Je vous soumettrai surtout un amendement tendant à rendre opérationnel le processus de révision des valeurs locatives professionnelles engagé en 2010, qui est aujourd'hui interrompu, car des modifications législatives sont nécessaires pour traduire les enseignements de la phase d'expérimentation.

Mes chers collègues, je n'ai pas besoin de vous expliquer l'enjeu de ce dispositif, vous le connaissez tous : si les valeurs locatives professionnelles ne correspondent pas mieux à la réalité des capacités contributives, nous serons mis en grande difficulté non seulement pour redonner de l'autonomie fiscale aux collectivités, en particulier sur les taux, mais aussi pour permettre la montée en puissance des mécanismes de péréquation justes et incontestés. Or, le processus enclenché en 2010 est en panne. Les acteurs concernés avaient joué le jeu, mais aujourd'hui, faute de perspective, ils sont en train de se démobiliser. Il faut donc leur envoyer un signal et c'est ce à quoi nous nous attelons avec cet amendement.

J'ai le sentiment que, si nous ne relançons pas dès cet été le processus de révision de valeurs locatives professionnelles, nous courrons un risque très important d'ensablement. Pierre Jarlier, co-rapporteur de la mission d'information sur la révision des valeurs locatives professionnelles et commerciales, partage ce point de vue, tout comme la commission des finances, dans sa quasi-unanimité, qui a évoqué ce sujet hier.

Mes chers collègues, j'en viens à ma conclusion. Ce projet de loi de finances rectificative pour 2012 est le premier texte budgétaire qui suit l'élection présidentielle. Il semble intéressant de comparer la démarche que nous menons aujourd'hui à celle qui prévalait voilà dix ans comme à celle qui a été engagée il y a cinq ans.

Le projet de loi de finances rectificative pour 2002 qui nous avait été présenté après l'élection présidentielle de 2002 nous appelait à réduire les impôts, en particulier l'impôt le plus juste, l'impôt progressif, l'impôt sur le revenu.

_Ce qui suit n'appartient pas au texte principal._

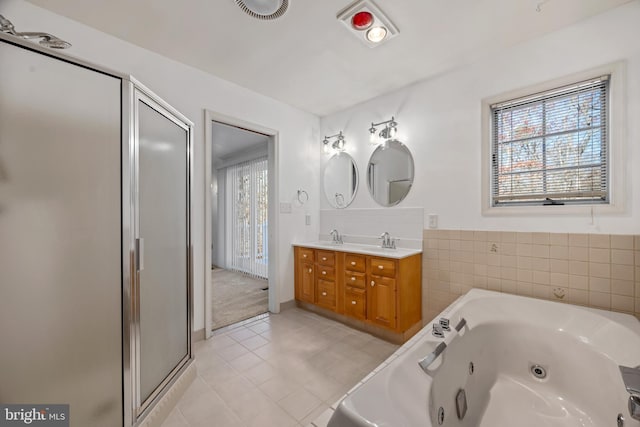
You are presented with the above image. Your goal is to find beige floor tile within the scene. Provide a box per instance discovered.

Francis Mer était alors ministre de l'économie, des finances et de l'industrie. On nous promettait un choc de croissance : en libérant les initiatives et les énergies des investisseurs par une baisse d'impôt sur le revenu, on allait créer de la croissance. (Exclamations ironiques sur les travées du groupe socialiste.) Or nous avons bien vu que le résultat n'était pas à la hauteur des annonces.

Le même constat peut être dressé concernant le projet de loi de finances rectificative pour 2007 qui nous a été soumis voilà cinq ans, avec le fameux paquet fiscal.

Certains nous l'ont présenté comme un cocktail gagnant, qui allait générer de la croissance, créer de l'initiative et permettre de redresser les finances publiques.

Vous venez de le rappeler, monsieur le ministre, en matière d'endettement, la situation de la France est aujourd'hui catastrophique : le déficit budgétaire est considérable et les objectifs annoncés n'ont en rien été atteints. Il est donc important qu'une page soit aujourd'hui tournée, qu'une nouvelle politique soit mise en œuvre, c'est celle que vous venez de nous présenter.

Nous sommes nombreux à partager cette volonté d'un redressement dans la justice. Je pense très sincèrement que ce projet de loi de finances rectificative pour 2012 contribuera à cette action. C'est la raison pour laquelle nous apporterons notre vif soutien au Gouvernement.